Non una semplice lezione di educazione civica, ma un dialogo serrato, vivo e autentico tra lo Stato e studenti. La Questura di Pavia ha aperto le porte dell’Aula Magna “Giovanni Palatucci” per il progetto “La mafia non è un destino: scegliere la legalità nel quotidiano”, un’iniziativa di straordinario valore civile che sta riscrivendo il rapporto tra Forze dell’Ordine e territorio.
Fortemente voluto dal Questore di Pavia, Dott. Luigi Di Clemente, e coordinato dal Vicario, Dott. Daniele Manganaro (Medaglia d’Oro al Valor Civile), il laboratorio ha risposto a una specifica richiesta dei quattro principali istituti superiori della città: Cairoli, Volta, Copernico e Cardano. L’adesione è stata massiccia: 2.500 studenti delle classi quarte e quinte hanno partecipato alle sessioni, divisi tra i 350 presenti in aula e gli oltre 500 collegati in diretta video per ogni incontro.
Il percorso, iniziato lo scorso gennaio, ha visto il Dott. Manganaro guidare i giovani in un excursus storico profondo. Dalle origini del fenomeno mafioso alla repressione del "Prefetto di Ferro", il pavese Cesare Mori, fino alle sanguinose guerre di mafia condotte dai Corleonesi di Riina e Provenzano. Momenti di profonda commozione hanno accompagnato il ricordo del sacrificio di eroi dello Stato come Dalla Chiesa, Mattarella, Cassarà e Chinnici, culminando nel racconto delle stragi di Capaci e via D’Amelio.
Oltre alla storia, il laboratorio ha analizzato gli strumenti giuridici (dalla legge Pio La Torre alla "Legge Antoci") e la metamorfosi delle cosche odierne, sempre più orientate all'intercettazione di finanziamenti pubblici. Manganaro ha illustrato come lo Stato riesca oggi a colpire i clan attraverso ingenti sequestri patrimoniali.

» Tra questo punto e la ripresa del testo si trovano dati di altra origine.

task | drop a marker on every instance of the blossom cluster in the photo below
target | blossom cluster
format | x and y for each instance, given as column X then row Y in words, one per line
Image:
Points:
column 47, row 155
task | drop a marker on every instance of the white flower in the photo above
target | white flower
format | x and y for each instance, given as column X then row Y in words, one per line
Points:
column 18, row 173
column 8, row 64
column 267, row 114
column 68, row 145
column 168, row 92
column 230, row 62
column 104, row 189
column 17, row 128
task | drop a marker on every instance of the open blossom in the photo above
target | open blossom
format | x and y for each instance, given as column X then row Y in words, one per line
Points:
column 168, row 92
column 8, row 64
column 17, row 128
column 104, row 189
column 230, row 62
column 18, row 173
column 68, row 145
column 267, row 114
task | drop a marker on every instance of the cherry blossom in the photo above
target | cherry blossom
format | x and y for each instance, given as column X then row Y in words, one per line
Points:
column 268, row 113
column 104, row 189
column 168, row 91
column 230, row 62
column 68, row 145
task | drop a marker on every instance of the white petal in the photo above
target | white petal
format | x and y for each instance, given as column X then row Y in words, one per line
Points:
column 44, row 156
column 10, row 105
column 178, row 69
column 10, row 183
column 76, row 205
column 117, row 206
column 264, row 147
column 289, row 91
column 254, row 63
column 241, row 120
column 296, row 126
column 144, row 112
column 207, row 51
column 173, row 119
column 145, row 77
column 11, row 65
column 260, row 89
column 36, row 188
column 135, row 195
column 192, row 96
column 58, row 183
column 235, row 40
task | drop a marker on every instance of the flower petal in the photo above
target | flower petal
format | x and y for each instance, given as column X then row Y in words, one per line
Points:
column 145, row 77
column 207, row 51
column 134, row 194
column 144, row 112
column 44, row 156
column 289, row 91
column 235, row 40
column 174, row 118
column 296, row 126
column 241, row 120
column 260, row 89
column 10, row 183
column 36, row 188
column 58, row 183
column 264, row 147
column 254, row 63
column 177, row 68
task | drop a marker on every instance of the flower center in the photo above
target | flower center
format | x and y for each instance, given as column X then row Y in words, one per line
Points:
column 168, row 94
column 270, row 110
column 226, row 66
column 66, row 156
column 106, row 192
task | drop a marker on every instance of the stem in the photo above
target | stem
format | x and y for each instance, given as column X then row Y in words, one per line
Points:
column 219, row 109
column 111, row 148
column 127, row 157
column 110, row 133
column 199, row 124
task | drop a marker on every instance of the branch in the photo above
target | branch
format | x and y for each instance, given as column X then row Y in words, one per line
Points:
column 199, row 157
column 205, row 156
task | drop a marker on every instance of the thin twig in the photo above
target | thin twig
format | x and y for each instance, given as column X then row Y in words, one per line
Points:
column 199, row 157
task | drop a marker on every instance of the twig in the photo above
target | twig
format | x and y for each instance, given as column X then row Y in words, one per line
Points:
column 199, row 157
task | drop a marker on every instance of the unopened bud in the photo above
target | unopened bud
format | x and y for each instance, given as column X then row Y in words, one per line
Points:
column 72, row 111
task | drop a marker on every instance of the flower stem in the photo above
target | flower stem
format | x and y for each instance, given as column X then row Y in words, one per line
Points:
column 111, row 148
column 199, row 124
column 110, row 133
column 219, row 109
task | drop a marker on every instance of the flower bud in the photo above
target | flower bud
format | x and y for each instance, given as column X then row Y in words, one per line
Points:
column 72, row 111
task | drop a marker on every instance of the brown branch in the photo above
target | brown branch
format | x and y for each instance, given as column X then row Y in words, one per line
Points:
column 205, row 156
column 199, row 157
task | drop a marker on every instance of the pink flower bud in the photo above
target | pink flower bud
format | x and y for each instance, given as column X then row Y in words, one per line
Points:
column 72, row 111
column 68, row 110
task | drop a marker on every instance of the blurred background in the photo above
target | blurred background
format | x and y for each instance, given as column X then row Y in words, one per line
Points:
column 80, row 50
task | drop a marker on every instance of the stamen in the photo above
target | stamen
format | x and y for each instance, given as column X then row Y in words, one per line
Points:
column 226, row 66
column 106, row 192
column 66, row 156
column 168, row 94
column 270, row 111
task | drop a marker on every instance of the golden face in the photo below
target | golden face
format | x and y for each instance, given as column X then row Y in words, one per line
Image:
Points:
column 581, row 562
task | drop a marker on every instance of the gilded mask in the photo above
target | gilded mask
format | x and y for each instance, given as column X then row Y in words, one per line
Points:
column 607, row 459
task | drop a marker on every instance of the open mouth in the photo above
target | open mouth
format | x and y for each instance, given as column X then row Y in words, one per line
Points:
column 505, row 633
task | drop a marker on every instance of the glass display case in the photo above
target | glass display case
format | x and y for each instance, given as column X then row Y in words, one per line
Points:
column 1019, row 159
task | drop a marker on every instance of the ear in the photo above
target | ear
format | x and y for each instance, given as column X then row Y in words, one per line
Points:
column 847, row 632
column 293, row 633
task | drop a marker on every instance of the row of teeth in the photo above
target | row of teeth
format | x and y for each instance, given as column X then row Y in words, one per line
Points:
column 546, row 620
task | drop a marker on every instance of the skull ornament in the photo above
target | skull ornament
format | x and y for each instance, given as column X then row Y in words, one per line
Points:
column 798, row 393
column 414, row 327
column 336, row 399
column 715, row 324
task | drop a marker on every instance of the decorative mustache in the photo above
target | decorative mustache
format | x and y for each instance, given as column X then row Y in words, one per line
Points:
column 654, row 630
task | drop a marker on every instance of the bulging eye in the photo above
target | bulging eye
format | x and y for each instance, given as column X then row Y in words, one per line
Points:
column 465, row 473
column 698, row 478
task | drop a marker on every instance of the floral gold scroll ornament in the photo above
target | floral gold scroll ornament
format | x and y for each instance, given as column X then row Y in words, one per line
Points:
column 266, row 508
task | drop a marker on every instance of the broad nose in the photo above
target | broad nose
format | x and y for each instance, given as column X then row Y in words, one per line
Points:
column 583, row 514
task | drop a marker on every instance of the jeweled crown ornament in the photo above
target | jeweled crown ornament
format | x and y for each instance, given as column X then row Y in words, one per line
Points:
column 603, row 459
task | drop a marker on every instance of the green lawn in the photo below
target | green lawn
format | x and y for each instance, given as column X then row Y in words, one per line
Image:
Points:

L’appuntamento del 30 marzo ha visto salire in cattedra figure di spicco della lotta alla criminalità organizzata. L’On.le Giuseppe Antoci, Presidente della Commissione DMED del Parlamento Europeo e simbolo della resistenza civile, ha offerto una testimonianza che ha rappresentato il fulcro etico dell’intera giornata. Al suo fianco, le firme del giornalismo d’inchiesta Alessio Ribaudo (Corriere della Sera) e Laura Piva (Mediaset) hanno analizzato il ruolo cruciale della stampa nel contrasto ai clan.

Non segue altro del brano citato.